The Pussy Riot documentary, Pussy Riot: A Punk Prayer, had its world premiere last year at Sundance. The doc was co-directed by Russian filmmaker Maxin Pozdorovkin, who now is teamed with a different director (Tony Gerber), but returned to the same festival with another documentary that explores a polemical legal case.
Meet Viktor Bout. Russian. Businessman. Video aficionado. And, apparently, the notorious Taliban-supporting arms trafficker who inspired the Nicolas Cage movie Lord of War and conspired to kill Americans in 2008. The Notorious Mr. Bout asks simple yet precise questions: Who is Bout? What lead to his 2008 arrest by the DEA? Is he really the so-called "Merchant of Death" who supported terrorists and deserves to be incarcerated?
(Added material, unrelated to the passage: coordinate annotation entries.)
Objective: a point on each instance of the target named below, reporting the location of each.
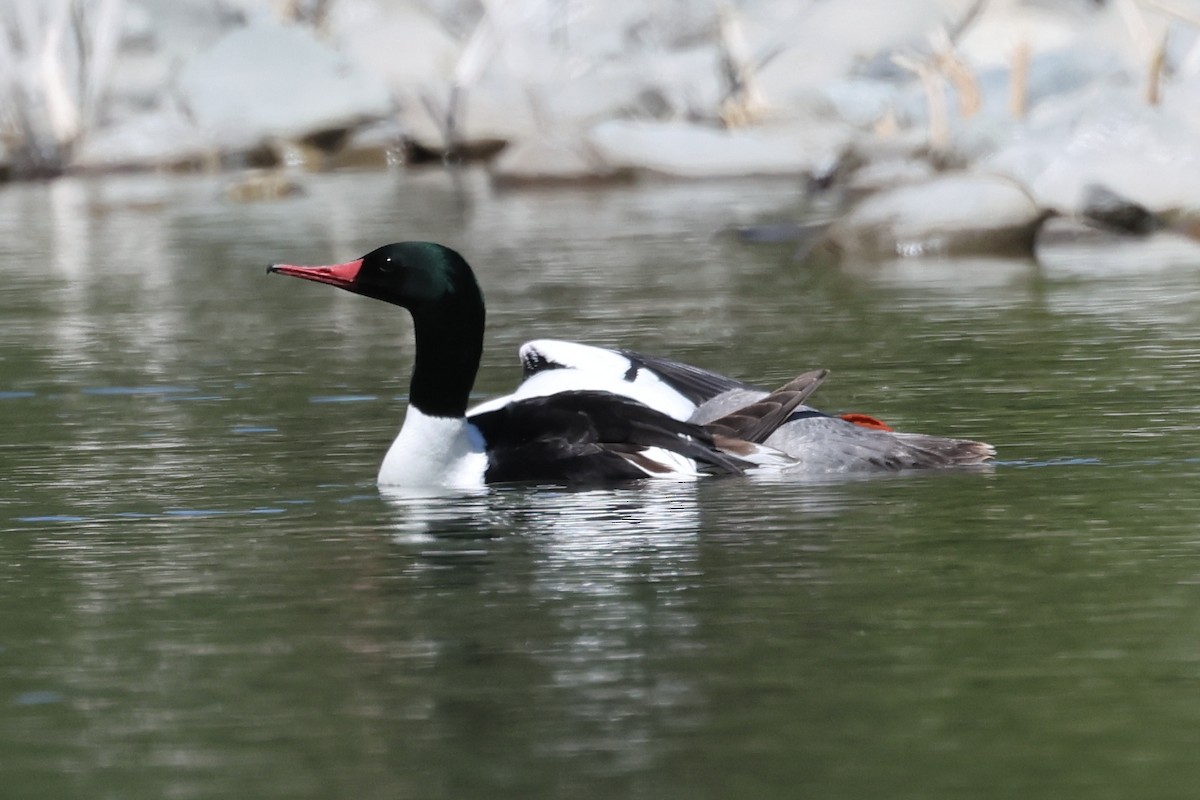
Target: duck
(587, 415)
(561, 426)
(816, 441)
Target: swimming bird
(815, 440)
(550, 431)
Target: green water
(203, 595)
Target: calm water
(203, 595)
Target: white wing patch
(582, 367)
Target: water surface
(204, 595)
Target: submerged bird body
(815, 440)
(591, 415)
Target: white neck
(435, 451)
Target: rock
(400, 42)
(690, 150)
(1077, 247)
(1147, 155)
(161, 138)
(1108, 209)
(259, 185)
(273, 80)
(958, 214)
(825, 42)
(552, 161)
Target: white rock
(955, 214)
(549, 161)
(400, 42)
(274, 80)
(691, 150)
(159, 138)
(1147, 155)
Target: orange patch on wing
(867, 421)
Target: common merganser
(549, 431)
(815, 440)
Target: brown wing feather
(759, 420)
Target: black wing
(693, 383)
(588, 437)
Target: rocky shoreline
(936, 126)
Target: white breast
(433, 451)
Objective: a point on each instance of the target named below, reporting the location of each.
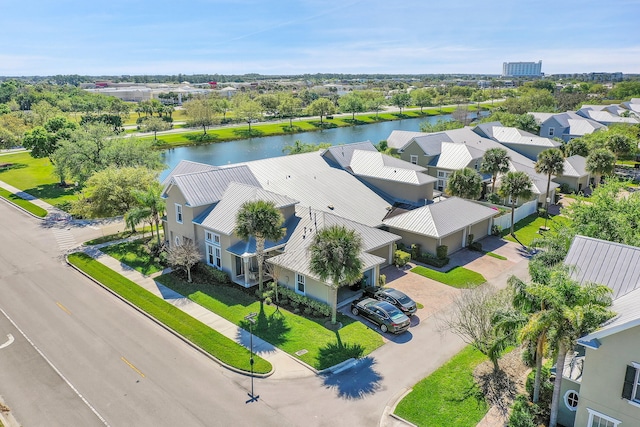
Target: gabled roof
(378, 165)
(457, 155)
(400, 138)
(342, 154)
(309, 178)
(575, 166)
(614, 265)
(208, 186)
(442, 218)
(186, 167)
(607, 263)
(297, 255)
(223, 216)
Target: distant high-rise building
(522, 69)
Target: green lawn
(528, 229)
(24, 204)
(136, 255)
(290, 332)
(449, 396)
(195, 331)
(36, 177)
(458, 277)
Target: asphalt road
(131, 371)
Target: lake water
(244, 150)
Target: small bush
(476, 246)
(401, 258)
(441, 251)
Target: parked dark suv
(393, 296)
(383, 314)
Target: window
(212, 237)
(631, 387)
(571, 400)
(596, 419)
(214, 256)
(179, 213)
(300, 284)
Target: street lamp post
(251, 318)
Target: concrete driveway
(435, 296)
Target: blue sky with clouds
(316, 36)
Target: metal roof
(381, 166)
(614, 265)
(342, 154)
(399, 138)
(607, 263)
(442, 218)
(208, 186)
(575, 166)
(223, 217)
(309, 178)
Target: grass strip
(24, 204)
(495, 255)
(304, 338)
(211, 341)
(449, 396)
(458, 277)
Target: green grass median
(24, 204)
(211, 341)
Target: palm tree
(600, 162)
(550, 162)
(495, 161)
(262, 220)
(465, 183)
(515, 185)
(335, 255)
(573, 310)
(150, 207)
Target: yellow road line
(132, 367)
(63, 308)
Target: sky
(284, 37)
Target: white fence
(521, 212)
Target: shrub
(441, 251)
(415, 251)
(494, 198)
(476, 246)
(401, 258)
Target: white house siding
(603, 378)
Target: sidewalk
(285, 366)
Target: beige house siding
(399, 190)
(603, 377)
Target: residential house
(601, 381)
(566, 126)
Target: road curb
(170, 330)
(391, 407)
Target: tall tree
(401, 100)
(514, 186)
(321, 107)
(600, 162)
(335, 256)
(352, 103)
(550, 162)
(263, 221)
(465, 183)
(495, 161)
(573, 310)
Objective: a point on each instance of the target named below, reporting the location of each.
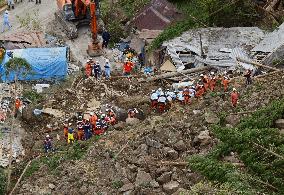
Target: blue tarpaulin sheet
(46, 63)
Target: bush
(2, 181)
(259, 146)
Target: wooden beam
(174, 74)
(258, 64)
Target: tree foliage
(2, 181)
(209, 13)
(259, 146)
(19, 66)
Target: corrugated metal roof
(221, 45)
(156, 16)
(24, 40)
(272, 41)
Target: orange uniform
(88, 69)
(225, 83)
(212, 83)
(234, 98)
(18, 104)
(205, 82)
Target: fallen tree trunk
(173, 74)
(258, 64)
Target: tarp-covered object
(46, 63)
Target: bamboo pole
(258, 64)
(173, 74)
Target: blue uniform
(6, 22)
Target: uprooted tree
(15, 68)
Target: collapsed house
(271, 48)
(161, 13)
(218, 47)
(46, 63)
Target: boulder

To find these answers, the documentarians present an easy structure and a set of interviews done with the exact same style (like if the interviewees were at an interrogation room). The film also follows Bout's wife Alla while she's expecting the final verdict in New York, using this original material throughout. The main resource, though, is the footage Bout himself recorded over the years with his video camera. He documented pretty much everything, a la Exit Through the Gift Shop's Thierry Guetta, so the footage is vast, and even features private moments like Bout and Alla's weeding and images of their baby daughter.
People like Bout's brother and associate are interviewed, as well as the DEA agents who worked the case. However, you won't find big arguments going on, as the film is almost effortlessly one-sided. This time that's not a negative thing, quite simply because once you get to know about Bout and why he got arrested, there aren't many doubts left or enough material for a heated discussion regarding the court case.
Concerning Bout's life story, however, the debate should continue. After all, how he created a business empire with his cargo shipping company is, to put it mildly, uniquely controversial. His life is told in chronological order starting with some stuff about his childhood and going through his ventures as a married man looking for dough in post-Soviet Union Russia. The doc works as a personal account of these times in Russia (and even of the post-9/11 period), but mostly as a revelatory look at the connections a Russian air cargo businessman had with African countries, Afghanistan, armament manufacturers, and war (all with vivid footage).
With a film like The Notorious Mr. Bout, Pozdorovkin and Gerber simply want to give people something more thoughtful than a flashy TV report and, ultimately, their effort is solid and much appreciated.